Bruxelles, 14/12/2004 (Agence Europe) - La Présidence néerlandaise se réserve jusqu'au dîner des chefs d'Etat et de gouvernement, jeudi soir, pour proposer des formulations pour les points les plus sensibles des conclusions sur la Turquie: la date d'ouverture des négociations d'adhésion et la finalité du processus. Elle doit aussi trouver les mots pour convaincre Chypre, qui ne brandit d'ailleurs plus vraiment la menace du veto, de se contenter d'un engagement de la Turquie à étendre aux nouveaux Etats membres l'accord d'association et d'union douanière d'Ankara qui lie l'UE à la Turquie. La Présidence devrait mettre sur la table des propositions sur ces points, avant de transmettre aux délégations, à l'aube vendredi, une version complète du projet de conclusions du Conseil européen.
La question de la date ne semble plus poser de gros problème. La Présidence s'apprête à proposer le mois d'octobre ou, de manière plus large le deuxième semestre de 2004. Tous seraient prêts à accepter cette date. La France, qui a ouvertement plaidé pour "fin 2005, début 2006", a déjà indiqué lundi, par la voix de son ministre des Affaires étrangères, que le deuxième semestre de 2005 lui conviendrait. Le Royaume-Uni, qui souhaite une ouverture rapide, ne serait pas mécontent que les discussions s'ouvrent sous sa présidence de l'Union européenne. Le coup d'envoi des négociations pourrait être lancé au Conseil européen d'octobre, supputent quelques diplomates. Le Luxembourg "serait prêt si le Conseil européen décidait de commencer au premier semestre", mais considère que le compromis va porter sur le deuxième semestre, a déclaré à l'Agence Europe le ministre luxembourgeois des Affaires étrangères Jean Asselborn, qui assurera la présidence du Conseil « Affaires générales » au premier semestre de 2005.
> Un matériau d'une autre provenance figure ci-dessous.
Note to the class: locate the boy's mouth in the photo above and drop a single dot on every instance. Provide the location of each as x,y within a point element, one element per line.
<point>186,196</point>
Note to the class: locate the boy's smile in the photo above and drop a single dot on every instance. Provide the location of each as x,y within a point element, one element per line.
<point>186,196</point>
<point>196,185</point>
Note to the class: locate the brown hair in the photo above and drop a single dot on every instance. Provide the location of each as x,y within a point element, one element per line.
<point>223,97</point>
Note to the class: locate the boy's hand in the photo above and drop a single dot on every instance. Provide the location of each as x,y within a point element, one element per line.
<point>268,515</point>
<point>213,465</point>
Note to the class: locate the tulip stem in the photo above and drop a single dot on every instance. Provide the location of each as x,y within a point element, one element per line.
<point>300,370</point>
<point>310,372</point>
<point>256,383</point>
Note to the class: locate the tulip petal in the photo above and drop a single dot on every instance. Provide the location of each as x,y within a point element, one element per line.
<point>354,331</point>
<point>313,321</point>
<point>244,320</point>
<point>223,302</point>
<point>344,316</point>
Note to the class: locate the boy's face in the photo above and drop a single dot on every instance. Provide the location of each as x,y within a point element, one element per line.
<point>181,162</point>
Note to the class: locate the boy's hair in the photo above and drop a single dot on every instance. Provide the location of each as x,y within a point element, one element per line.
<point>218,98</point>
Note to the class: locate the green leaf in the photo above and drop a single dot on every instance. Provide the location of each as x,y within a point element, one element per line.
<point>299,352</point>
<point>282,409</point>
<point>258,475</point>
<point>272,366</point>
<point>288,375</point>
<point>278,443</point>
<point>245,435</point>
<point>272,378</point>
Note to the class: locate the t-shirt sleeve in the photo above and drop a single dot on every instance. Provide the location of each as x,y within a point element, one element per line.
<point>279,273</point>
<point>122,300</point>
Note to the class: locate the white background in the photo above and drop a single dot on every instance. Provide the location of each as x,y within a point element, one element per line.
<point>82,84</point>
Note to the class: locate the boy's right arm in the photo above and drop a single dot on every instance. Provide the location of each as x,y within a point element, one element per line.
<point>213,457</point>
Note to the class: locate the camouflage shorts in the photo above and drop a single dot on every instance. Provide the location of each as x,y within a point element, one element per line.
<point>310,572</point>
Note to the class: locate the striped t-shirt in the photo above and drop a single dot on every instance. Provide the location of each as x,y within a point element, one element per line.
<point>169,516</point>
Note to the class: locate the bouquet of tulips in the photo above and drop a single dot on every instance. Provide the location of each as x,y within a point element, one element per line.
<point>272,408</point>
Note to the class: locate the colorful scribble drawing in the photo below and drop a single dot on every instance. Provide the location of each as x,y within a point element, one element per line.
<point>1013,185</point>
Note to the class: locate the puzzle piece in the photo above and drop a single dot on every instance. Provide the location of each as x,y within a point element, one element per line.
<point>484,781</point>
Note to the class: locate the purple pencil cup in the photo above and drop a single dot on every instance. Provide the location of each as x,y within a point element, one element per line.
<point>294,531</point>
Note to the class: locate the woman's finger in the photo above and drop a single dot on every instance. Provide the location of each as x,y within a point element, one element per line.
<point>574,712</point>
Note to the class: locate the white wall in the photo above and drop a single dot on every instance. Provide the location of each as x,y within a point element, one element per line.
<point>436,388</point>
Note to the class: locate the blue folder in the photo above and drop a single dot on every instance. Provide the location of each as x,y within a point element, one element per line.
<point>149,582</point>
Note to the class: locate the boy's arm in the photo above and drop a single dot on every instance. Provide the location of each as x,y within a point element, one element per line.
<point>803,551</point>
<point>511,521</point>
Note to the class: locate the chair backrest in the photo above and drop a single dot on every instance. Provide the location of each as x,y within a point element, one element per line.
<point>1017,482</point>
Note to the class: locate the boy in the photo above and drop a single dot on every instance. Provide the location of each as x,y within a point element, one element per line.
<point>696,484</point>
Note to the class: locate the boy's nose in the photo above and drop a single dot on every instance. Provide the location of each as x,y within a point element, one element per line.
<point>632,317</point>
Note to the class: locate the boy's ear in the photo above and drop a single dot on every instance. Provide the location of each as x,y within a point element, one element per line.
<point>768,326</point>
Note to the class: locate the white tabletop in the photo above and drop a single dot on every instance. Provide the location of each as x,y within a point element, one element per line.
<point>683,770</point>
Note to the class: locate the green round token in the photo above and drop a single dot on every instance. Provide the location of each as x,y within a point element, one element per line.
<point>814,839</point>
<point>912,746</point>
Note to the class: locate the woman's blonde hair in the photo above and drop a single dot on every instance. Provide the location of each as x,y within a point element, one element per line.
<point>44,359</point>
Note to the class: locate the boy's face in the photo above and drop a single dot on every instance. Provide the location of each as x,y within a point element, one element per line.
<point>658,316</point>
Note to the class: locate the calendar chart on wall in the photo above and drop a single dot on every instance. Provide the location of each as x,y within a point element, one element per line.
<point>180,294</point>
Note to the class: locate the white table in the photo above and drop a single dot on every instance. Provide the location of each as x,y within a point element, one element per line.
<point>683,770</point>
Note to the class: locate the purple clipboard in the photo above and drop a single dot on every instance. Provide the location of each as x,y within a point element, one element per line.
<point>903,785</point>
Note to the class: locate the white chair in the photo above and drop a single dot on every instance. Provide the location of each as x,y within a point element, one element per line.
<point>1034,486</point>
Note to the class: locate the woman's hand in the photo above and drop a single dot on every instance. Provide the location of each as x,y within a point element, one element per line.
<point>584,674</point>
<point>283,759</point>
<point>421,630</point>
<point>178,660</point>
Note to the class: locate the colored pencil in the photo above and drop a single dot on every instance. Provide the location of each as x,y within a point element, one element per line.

La formulation de la finalité des négociations, et de leur caractère "ouvert", est beaucoup plus délicate. "Il n'est pas question pour le moment d'un plan B", a affirmé clairement le ministre néerlandais des Affaires étrangères, Bernard Bot, à l'issue de la discussion des 25 ministres des Affaires étrangères lundi soir. La France, l'Autriche, et le Danemark, continuent à insister pour que le texte envisage clairement une alternative à l'adhésion, la plupart des autres considèrent que la formule de la Commission européenne sur le caractère "ouvert" et non "garanti" des négociations va déjà assez loin. Les plus fervents partisans de la Turquie sont prêts à accepter "des formulations pour rassurer certaines opinions publiques" , à condition que l'objectif de l'adhésion soit clairement explicité, estiment des diplomates. "Si l'on dit que c'est une négociation d'adhésion, et que le processus est ouvert, on a tout dit", déclare le ministre luxembourgeois des Affaires étrangères Jean Asselborn, qui estime qu'en mentionnant des alternatives ou un partenariat spécial, "on sortirait du processus d'adhésion". Le ministre luxembourgeois souligne "qu'une immense majorité" d'Etats membres partage cette position. "Ou on est pour le oui, ou on est pour le non, ce qui est entre les deux est dangereux", ajoute-t-il. La Présidence devra aussi mettre les 25 d'accord sur les dérogations et clauses de sauvegarde (EUROPE d'hier p.4).
"Nous sommes en ce moment en discussion avec Chypre, je suis confiant que le résultat sera positif", a indiqué lundi le ministre Bot. "Ce qui compte, c'est la signature du protocole à l'accord d'Ankara, ce qui signifie la reconnaissance de la République de Chypre", a-t-il ajouté.
Le ministre français des Affaires étrangères Michel Barnier a jeté un nouveau pavé dans la mare lundi en indiquant que la France demanderait au cours des négociations que la Turquie reconnaisse le génocide arménien. "Cela continuera certainement à être un sujet de discussion", mais pas une question pour l'ouverture des négociations, s'est contenté de commenter M. Bot.